Les présents travaux montrent que la prédiction génomique de la sensibilité aux antimicrobiens de M. tuberculosis offre une sensibilité et une spécificité élevées pour la plupart des médicaments, mais n’atteint pas les cibles de l’Organisation mondiale de la Santé qui sont établies à 90 % pour la sensibilité et à 95 % pour la spécificité. D’autres recherches doivent être menées pour comprendre les mécanismes de pharmacorésistance et identifier d’autres mutations dans l’ADN pour atteindre un coefficient de corrélation plus élevé par rapport à la méthode de référence en place.

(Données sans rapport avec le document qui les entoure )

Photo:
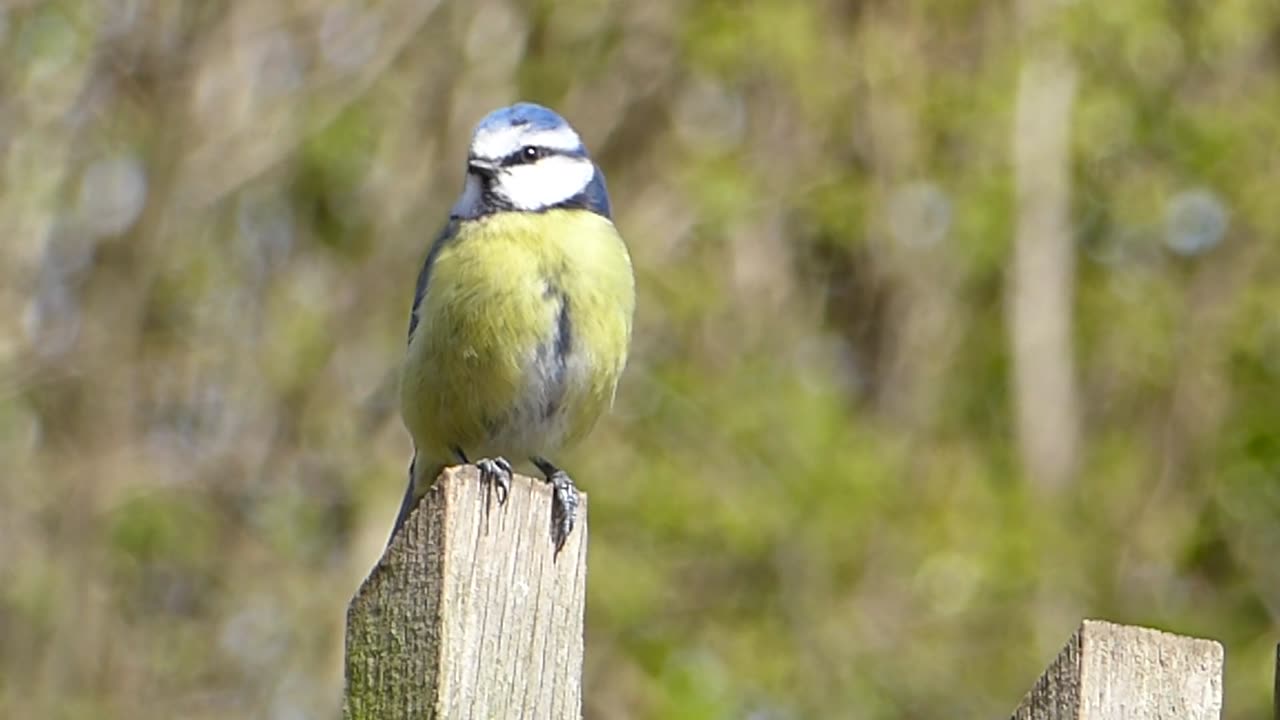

Un avantage important lié à l’utilisation de données issues du SGE est qu’elles permettent de détecter rapidement tous les gènes possibles de pharmacorésistance à la fois. Le profil de résistance prédit pourrait orienter les options de traitement clinique et offrir la possibilité de recourir à des médicaments de rechange, en cas d’effets secondaires. La prédiction de la pharmacorésistance à l’aide des données issues du SGE pourrait potentiellement réduire le délai d'obtention des résultats diagnostiques, qui serait de 5 à 15 jours au lieu du délai habituel de 2 à 6 semaines. Plus tôt nous détectons la pharmacorésistance, plus tôt nous pouvons administrer le traitement approprié aux patients pour éliminer l’infection et réduire le risque de propagation de la maladie.